There is some foot-tapping music being played inside the cafe and as the sound grows louder, we decide to sit out in the sun. Olonga is a professional musician now, and well-settled with his wife Tara and two daughters. While he is now into a different territory, the former Zimbabwe fast bowler does follow cricket.
He was, in fact, at the Adelaide Oval the other day when Zimbabwe played Netherlands in a T20 World Cup to cheer for his team. But it was a heartbreak as the Dutch defeated Zimbabwe quite convincingly.
“When they beat Pakistan, I was amazed. But ironically, one match I go and see, it kind of takes me back to my playing days. I watch them and feel that ‘Hey! We are making the same mistakes as we would about 20 years ago’. The chronic problem that we had when we were growing up was that we were just not good at rotating the strike,” Olonga says.

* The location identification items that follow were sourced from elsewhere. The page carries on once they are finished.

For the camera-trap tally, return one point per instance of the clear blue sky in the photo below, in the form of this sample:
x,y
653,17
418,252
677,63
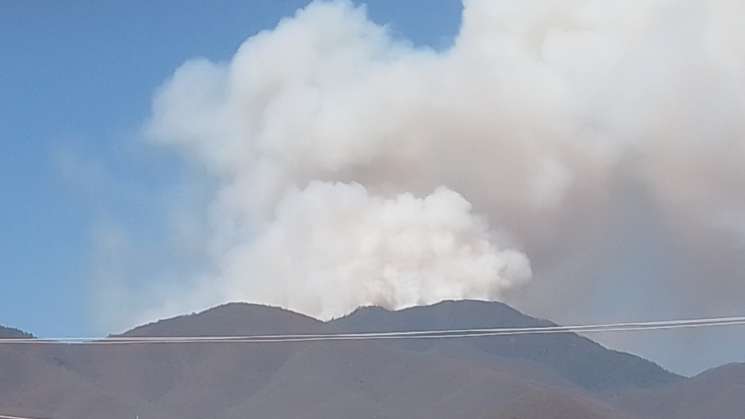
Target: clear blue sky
x,y
76,80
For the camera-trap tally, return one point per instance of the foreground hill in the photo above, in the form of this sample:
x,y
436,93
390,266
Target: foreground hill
x,y
716,393
499,377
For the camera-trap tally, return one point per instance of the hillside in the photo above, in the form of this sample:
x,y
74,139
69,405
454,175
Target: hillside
x,y
575,358
9,333
546,377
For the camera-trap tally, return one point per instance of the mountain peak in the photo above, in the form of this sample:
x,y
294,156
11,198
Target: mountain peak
x,y
11,333
231,319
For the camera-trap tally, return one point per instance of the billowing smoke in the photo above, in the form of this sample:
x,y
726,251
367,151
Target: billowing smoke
x,y
605,140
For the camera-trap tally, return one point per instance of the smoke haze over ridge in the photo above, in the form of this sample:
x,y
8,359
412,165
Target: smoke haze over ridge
x,y
575,158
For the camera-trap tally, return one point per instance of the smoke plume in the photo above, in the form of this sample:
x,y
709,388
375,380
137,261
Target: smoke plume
x,y
604,141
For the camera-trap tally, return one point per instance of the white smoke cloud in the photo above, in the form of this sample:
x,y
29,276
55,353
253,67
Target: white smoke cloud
x,y
331,248
553,118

“I am not saying that it’s an easy thing to do either as the good bowlers with right line and length can bog you down, but as a batter, you have to take initiative. Netherlands just kept bowling in the same spot and we kept missing. It was swinging a little and if the ball is swinging that much, you are gonna miss it. So, you have to do something to get closer to the ball…or just, wait for a bad ball, something that you did in primary school,” he laughs, “But man, at this stage, it won’t happen, especially in T20s…”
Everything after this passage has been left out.